Plasma volume was measured using Daxor’s BVA-100 in 110 patients with clinically stable chronic heart failure. These measurements were correlated using two different plasma volume estimation techniques. The first was the Kaplan-Hakim formula, which calculates blood volume using a formula calculating hematocrit relative to dry body weight. The second, the Strauss formula, estimates changes in plasma volume over time using hemoglobin and hematocrit measurement. The study ultimately showed neither formula demonstrated an accurate blood volume estimate compared to the BVA-100. These formulas varied in their accuracy between just 16 and 68 percent compared to Daxor’s BVA-100, the acknowledged “gold standard” of volume measurement.
 
“The BVA-100 utilizes a method known as the indicator tracer dilution technique,” explains the Daxor spokesperson. “Numerous studies have shown the BVA-100 methodology to be equivalent to the former gold standard dual-isotope tracer method based upon a discontinued Chromium-51 test, which was formerly the most accurate measurement of blood volume.”
 
“This study is further evidence showing why BVA-guided treatment of heart failure leads to significantly better results in mortality and readmission.
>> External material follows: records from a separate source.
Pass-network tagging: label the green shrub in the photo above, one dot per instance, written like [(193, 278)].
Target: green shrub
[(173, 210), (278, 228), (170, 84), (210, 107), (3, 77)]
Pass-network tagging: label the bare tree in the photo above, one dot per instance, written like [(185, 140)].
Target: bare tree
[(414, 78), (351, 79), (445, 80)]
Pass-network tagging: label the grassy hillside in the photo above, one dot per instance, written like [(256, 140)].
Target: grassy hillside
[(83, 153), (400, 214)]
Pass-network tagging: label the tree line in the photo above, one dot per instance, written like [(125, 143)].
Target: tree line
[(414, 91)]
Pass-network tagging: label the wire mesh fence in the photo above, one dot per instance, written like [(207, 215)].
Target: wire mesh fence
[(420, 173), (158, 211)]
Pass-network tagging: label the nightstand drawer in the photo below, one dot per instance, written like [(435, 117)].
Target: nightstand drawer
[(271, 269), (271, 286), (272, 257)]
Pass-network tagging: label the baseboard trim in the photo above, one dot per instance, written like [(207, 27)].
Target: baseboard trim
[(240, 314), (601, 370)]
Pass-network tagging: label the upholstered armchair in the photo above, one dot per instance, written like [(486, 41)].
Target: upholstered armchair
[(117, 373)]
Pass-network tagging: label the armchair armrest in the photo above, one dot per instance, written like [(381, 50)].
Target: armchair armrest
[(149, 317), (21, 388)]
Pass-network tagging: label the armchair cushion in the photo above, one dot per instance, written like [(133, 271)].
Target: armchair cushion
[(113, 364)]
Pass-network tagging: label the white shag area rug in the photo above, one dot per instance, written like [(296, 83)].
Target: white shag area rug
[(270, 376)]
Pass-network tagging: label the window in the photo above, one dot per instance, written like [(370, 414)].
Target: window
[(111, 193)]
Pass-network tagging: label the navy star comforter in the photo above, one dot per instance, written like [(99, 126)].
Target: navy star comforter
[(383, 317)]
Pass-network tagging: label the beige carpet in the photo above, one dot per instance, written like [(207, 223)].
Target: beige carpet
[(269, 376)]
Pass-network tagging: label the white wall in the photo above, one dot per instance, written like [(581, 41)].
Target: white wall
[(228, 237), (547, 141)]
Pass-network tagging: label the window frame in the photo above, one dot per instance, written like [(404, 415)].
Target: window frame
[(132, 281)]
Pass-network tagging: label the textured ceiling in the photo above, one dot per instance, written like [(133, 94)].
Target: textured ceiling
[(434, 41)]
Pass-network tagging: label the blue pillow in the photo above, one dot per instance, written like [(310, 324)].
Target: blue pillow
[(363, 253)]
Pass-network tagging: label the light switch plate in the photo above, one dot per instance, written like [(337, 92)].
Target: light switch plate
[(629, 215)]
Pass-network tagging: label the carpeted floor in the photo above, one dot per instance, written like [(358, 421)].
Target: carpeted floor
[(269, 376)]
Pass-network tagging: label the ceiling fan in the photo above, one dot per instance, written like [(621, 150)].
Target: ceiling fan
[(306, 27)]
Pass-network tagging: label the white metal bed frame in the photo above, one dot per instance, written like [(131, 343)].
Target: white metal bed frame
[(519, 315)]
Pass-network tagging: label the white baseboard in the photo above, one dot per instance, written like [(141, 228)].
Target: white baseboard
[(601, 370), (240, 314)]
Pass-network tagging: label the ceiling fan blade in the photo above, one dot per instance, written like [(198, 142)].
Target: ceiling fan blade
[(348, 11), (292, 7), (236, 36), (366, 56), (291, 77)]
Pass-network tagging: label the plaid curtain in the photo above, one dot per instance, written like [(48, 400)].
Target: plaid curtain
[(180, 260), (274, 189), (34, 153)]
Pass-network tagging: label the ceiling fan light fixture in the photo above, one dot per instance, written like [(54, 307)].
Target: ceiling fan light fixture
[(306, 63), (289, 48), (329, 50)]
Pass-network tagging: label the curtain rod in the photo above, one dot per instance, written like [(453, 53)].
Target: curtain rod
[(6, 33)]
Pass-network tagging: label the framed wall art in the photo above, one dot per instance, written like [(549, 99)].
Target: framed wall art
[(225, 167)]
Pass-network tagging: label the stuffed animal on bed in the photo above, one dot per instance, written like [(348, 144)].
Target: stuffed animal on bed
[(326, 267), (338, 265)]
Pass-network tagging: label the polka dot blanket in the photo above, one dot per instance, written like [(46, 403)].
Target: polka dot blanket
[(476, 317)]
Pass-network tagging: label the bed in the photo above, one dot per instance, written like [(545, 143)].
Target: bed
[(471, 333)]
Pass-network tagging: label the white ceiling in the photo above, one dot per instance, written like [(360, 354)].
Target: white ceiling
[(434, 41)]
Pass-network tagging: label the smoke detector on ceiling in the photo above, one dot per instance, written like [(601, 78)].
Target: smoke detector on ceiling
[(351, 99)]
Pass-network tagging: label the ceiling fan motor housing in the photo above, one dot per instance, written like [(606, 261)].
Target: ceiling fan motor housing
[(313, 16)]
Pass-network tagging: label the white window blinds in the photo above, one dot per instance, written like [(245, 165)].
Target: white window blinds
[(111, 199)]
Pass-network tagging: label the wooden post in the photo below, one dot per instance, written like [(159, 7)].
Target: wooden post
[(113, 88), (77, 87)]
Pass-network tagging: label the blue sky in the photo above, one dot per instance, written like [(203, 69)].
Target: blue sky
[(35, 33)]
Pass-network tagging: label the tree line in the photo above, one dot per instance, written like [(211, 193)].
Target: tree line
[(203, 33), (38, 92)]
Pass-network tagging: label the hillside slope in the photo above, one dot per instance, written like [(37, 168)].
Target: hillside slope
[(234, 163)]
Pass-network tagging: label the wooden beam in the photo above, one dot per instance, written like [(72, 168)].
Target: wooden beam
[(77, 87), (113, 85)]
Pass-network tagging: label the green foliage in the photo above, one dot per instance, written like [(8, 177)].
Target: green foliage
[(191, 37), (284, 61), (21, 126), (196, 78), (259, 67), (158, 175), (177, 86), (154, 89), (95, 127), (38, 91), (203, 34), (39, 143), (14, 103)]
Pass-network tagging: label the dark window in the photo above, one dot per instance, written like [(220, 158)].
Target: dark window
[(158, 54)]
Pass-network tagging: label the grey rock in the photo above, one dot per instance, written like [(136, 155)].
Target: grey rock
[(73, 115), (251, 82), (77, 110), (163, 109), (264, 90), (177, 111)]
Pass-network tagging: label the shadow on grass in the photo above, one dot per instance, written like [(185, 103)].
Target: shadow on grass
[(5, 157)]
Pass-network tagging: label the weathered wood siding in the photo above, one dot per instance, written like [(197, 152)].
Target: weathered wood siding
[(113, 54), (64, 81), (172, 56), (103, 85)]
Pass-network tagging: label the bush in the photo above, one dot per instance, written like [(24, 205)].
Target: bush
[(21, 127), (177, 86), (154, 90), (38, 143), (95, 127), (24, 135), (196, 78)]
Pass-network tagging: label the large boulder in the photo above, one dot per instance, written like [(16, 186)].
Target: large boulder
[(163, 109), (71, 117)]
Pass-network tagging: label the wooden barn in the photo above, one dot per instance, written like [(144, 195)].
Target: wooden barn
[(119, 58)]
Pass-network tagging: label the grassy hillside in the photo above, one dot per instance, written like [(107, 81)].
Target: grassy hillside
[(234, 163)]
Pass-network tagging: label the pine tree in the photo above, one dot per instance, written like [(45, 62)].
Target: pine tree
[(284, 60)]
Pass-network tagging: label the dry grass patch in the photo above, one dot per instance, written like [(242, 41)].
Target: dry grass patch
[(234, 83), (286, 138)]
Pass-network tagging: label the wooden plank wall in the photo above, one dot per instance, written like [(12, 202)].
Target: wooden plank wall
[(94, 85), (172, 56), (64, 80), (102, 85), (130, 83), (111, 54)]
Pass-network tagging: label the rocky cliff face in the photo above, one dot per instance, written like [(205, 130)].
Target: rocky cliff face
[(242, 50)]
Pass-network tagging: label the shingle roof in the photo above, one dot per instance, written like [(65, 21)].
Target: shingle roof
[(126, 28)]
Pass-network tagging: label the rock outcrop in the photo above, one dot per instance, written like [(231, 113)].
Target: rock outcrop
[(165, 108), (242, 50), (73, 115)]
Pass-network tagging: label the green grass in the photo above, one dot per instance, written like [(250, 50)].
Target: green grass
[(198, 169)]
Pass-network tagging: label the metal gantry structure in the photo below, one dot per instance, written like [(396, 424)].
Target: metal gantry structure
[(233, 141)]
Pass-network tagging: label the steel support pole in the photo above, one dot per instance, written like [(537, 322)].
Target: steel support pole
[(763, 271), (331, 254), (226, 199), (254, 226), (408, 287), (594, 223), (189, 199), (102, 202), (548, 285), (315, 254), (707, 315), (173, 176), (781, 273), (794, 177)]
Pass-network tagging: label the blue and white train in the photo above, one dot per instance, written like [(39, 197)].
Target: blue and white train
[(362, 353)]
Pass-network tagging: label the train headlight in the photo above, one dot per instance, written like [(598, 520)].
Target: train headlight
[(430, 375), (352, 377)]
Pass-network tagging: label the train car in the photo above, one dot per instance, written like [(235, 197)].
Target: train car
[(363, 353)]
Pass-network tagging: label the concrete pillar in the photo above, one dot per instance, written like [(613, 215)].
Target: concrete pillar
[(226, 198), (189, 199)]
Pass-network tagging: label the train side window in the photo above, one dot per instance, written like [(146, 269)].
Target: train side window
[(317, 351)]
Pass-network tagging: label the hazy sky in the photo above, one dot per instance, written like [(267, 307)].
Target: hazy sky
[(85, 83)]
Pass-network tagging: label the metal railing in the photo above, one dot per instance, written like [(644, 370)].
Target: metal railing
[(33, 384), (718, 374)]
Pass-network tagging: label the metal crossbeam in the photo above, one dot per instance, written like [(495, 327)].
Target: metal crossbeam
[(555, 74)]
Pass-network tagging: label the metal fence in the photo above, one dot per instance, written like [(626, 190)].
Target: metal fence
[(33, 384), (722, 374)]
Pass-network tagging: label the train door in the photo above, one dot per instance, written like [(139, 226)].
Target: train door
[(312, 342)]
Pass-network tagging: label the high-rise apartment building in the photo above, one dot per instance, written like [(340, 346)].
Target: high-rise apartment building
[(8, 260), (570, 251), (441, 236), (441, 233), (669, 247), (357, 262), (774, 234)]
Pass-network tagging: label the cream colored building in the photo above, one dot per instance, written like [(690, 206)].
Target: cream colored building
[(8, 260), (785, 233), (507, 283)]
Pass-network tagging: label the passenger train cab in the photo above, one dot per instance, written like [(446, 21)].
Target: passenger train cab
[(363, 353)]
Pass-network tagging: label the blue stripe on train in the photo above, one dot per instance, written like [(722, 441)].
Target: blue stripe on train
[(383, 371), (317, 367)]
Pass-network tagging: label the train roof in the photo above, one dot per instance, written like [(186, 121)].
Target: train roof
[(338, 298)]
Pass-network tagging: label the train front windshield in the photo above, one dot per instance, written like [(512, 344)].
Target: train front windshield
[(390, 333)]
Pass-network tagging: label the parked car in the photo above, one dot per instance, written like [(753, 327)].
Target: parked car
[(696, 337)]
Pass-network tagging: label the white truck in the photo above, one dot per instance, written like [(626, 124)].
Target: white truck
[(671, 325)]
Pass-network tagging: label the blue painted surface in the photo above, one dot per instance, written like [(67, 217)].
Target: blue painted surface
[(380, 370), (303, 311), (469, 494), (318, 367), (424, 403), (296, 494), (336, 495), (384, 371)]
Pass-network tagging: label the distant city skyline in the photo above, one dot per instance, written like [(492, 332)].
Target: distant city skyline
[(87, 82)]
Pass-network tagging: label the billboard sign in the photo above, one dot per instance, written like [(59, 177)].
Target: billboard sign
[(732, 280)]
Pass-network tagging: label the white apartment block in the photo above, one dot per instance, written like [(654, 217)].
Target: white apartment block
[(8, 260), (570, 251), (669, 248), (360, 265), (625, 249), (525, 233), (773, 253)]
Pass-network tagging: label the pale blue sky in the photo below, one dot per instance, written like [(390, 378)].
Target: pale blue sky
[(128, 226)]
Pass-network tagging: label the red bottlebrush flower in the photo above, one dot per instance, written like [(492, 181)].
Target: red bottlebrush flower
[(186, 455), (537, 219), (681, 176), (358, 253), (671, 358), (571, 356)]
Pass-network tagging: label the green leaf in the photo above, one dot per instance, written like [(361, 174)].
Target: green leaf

Proxy measures such as formulas, hemodynamics and clinical assessment alone do not allow the individualization of care needed for optimal treatment of HF [heart failure]. Based on these results, we continue to work to educate physicians about direct blood volume measurement and to expand the availability of the BVA-100 across the U.S.,” said Jonathan Feldschuh, Daxor’s chief technology officer.
 
Daxor also recently presented two Mayo Clinic studies at the 22nd Annual Scientific Meeting of the Heart Failure Society of America in Nashville, Tenn. The studies showed that direct blood volume analysis provides doctors with important information to inform treatment, and does so at an advantage over surrogate measurements, including cardiac filling pressure and kidney function.
 
Notes a Daxor spokesperson, “This study is followed by a number of other studies by Miller, et al., from the Mayo Clinic, who co-authored the Journal of Cardiac Failure paper, regarding the utility and promise of direct blood volume measurement to optimize care in not only HF, but also critical care, sepsis, burn management, transfusion triggers and other areas. Clinicians have struggled to manage volume because unlike in, say, the management of diabetes where blood sugar has been measured, in HF there has not been a direct measurement of volume derangement before this diagnostic was developed.”
 
“In each study, we compared blood volume analysis to a surrogate marker to understand the best way to treat heart failure and, in one study, heart failure with accompanying kidney disease. Both studies demonstrated that accurate blood volume measurement provided important information for physicians to better treat individual cases of fluid overload and potentially reduce additional complications,” said Dr. Wayne L. Miller of Department of Cardiovascular Medicine, Mayo Clinic, who was the lead author of both studies. “Both of these posters underscore the value of accurate blood volume measurement as a means of reducing mortality in this complex to treat patient population.”
 
One poster, “Volume and Pressure in Heart Failure – Complementary, But Not Two Sides of the Same Coin,” showed the distinction between blood volume analysis and cardiac volume pressure (CVP), which is a surrogate marker for fluid volume expansion and overload in heart failure patients. The study concluded that while both demonstrate value, there is no substitute for clear measurement of fluid volume, as CVP does not accurately reflect volume status and therefore should be an additional measure to blood volume analysis rather than a substitute when making treatment decisions in heart failure patients with potential volume overload. The second poster, “Volume-Kidney Interaction in Chronic Heart Failure – Impact of Subclinical Volume Expansion and Chronic Kidney Disease on Clinical Outcomes,” showed that blood volume has a direct connection with kidney function, demonstrating additional risk in patients with both heart failure and impaired kidneys. Use of the BVA-100 provided investigators with accurate plasma volume measurement in order to assess total risk.